According to the "mailbox rule," a letter is presumed to have been received if it was "properly directed" and is proved to have been "either put into the post office or delivered to the postman." While agreeing that Ho was not properly served, CIT gave the government an additional 60 days to serve him. The government did so, but attached the wrong summons and complaint to the service. In fact, they were the summons and complaint associated with the other case the government brought against Ho for the same issue. Ho then moved to quash service due to the error.
Service should not be quashed and the case should not be dismissed, since governing case law dictates how to proceed in these circumstances, DOJ said. For starters, Ho's multiple filings in the case show that he received proper notice of the lawsuit, DOJ said. "Mr. Ho cannot contend that he is unaware of the complaint or the substance of the complaint," the brief said. "Indeed, he is so familiar with the administrative process underlying the complaint in this case that on April 29, 2019, he submitted detailed arguments about its purported shortcomings." Second, Ho did not suffer prejudice and could not "conceivably" be later prejudiced by this delay of service since this case has been stayed since the CIT's May 2020 judgment pending resolution of the criminal case. Finally, the government would actually be prejudiced by dismissal since the statute of limitations expired for the claims made in the case.

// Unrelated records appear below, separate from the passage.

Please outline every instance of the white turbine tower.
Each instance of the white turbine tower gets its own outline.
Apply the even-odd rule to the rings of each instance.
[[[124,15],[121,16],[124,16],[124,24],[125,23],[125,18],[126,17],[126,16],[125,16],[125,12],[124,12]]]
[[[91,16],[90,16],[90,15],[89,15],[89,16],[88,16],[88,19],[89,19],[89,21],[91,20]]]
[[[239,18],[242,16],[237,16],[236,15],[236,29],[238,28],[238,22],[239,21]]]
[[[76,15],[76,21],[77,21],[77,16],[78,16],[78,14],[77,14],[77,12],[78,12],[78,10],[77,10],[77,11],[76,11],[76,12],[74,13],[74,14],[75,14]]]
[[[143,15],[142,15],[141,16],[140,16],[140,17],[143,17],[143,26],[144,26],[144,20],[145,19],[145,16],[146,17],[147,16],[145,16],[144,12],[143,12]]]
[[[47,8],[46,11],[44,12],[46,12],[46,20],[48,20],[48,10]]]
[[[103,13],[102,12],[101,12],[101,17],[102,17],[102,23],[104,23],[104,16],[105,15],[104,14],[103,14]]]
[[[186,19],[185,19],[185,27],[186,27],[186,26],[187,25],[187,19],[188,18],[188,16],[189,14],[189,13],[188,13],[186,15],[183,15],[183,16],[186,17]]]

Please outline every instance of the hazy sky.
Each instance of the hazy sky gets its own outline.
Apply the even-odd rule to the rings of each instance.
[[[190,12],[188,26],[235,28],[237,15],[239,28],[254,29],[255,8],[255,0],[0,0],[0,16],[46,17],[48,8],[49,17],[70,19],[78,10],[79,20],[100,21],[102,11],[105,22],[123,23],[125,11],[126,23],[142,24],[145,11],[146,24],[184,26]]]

"Mr. Ho and his counsel acknowledged they are aware of this lawsuit, and have submitted detailed briefings in this case responding to the complaint beginning in April 2019," the brief said. "They cannot credibly contend that they are unaware of the substance of the complaint. Thus, “substantial compliance” with Rule 4’s service requirements has been achieved because Mr. Ho has received actual notice of the complaint."